The teaching of prevention would be more effective if early clinical exposure was incorporated, Martínez Lizán continued. First-year dental students would be in contact with patients, thereby enhancing learning about health, illnesses and diseases. Whether in the classroom or hospital, these patient encounters could lead to early understanding of diseases among dental students. Through early clinical exposure, dental students could acquire a more thorough understanding of disease prevention and the promotion of health. Once students have met stroke patients, they will understand the necessity of preventing periodontal inflammatory disease from affecting the cardiovascular system or possibly also the cranial nerves. “Early contact between patients and dental students should take place. You take all students into account: from the first to the last semester. First- and second-semester students are excited to see the patient close to them, but they are also afraid. This should not be the case.”

Prevention means education
Dr Jiri Sedelmayer, the second speaker at the workshop, lectured at the University of Hamburg from 1982 until 2011. Before and during his academic career, he provided emergency dental services in hospitals. “I had a lot of patients at night, normal people such as teachers and lawyers with rotten teeth. Children were crying because of pain. As representatives of a medical field, how can we allow that to happen?” He continued that few, if any, textbooks on dentistry state that a toothbrush has to have a small head with dense and soft bristles in order to be acceptable to patients and non-traumatic to the gingivae. Furthermore, in this regard, only individual training, repetition and motivation can lead to long-term success.
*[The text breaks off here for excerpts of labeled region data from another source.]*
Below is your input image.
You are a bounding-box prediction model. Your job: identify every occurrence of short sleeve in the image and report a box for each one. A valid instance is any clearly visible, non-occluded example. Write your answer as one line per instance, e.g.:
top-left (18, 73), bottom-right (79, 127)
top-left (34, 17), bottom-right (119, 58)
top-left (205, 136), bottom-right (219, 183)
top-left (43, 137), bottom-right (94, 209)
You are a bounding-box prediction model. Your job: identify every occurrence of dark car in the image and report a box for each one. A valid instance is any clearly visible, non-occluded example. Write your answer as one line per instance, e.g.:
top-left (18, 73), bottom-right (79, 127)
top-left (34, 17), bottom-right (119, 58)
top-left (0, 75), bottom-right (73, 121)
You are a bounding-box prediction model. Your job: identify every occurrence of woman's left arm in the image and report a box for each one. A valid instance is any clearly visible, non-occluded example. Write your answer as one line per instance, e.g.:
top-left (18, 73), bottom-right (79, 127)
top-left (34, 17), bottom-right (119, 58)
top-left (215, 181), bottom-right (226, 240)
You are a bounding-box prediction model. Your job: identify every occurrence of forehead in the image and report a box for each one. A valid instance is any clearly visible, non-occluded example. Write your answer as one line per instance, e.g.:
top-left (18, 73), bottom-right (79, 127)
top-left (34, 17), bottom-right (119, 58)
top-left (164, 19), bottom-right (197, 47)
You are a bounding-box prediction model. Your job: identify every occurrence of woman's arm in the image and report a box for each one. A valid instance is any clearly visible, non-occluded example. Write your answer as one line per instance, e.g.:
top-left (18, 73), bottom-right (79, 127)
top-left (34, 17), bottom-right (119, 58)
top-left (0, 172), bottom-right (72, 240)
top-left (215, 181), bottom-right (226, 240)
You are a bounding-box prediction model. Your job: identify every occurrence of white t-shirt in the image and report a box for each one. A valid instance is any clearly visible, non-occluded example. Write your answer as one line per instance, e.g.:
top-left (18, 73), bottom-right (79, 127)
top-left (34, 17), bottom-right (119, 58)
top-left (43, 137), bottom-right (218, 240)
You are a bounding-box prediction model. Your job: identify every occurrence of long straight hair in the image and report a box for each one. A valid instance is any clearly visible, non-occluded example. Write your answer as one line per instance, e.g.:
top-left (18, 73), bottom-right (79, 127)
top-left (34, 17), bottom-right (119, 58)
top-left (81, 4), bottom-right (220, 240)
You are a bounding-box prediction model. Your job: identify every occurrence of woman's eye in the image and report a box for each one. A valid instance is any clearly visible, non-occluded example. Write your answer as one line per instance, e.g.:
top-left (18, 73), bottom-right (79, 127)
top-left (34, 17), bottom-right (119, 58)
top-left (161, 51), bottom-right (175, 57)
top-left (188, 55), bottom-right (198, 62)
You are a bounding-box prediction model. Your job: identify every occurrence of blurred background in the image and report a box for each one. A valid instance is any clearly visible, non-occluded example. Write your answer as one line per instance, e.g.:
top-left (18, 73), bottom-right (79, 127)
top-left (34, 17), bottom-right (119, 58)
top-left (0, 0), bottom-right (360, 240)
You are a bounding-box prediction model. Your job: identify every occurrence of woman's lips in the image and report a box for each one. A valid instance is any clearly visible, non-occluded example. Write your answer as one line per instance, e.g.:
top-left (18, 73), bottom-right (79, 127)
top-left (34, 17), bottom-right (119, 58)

Sedelmayer advocates that his long-term strategy, called individually trained oral prophylaxis, be introduced into the dental curriculum in order to achieve correct mechanical plaque control and a change in oral hygiene habits. Implementing this approach in dental education will take time. Furthermore, according to him, examinations on prevention should be a prerequisite in order to graduate in dentistry. “Just as you need good periodontists and endodontists for the basic and advanced courses, instructors for preventative dentistry too need to be trained to examine students,” he stated. Currently, he offers a six-week training course at Charles University in Prague in the Czech Republic. First-year students practise oral hygiene every Wednesday. In the seventh week, his students have to pass a test in order to complete the course.

In summary, prevention means education. Individual care and motivation of each patient and dental student should be the focus of dental education. As the scientific evidence on preventative measures and their cost-effectiveness grows, prevention will help meet the challenge of chronic (oral) disease. How long it will take for the curriculum to devote more hours to preventative dentistry is unknown, but what is clear is that future dentists will learn more about the relationship between oral health and systemic health. They will learn more about the billions of oral bacteria that are hidden in interdental spaces. They will learn more about the association between periodontitis and cardiovascular disease, as well as diabetes, asthma, low birth weight and osteoporosis. Future dentists will recognise that an oral wound should be treated in the same way as other wounds. With this knowledge, dentists will be able to motivate themselves and their patients in order to achieve prevention.”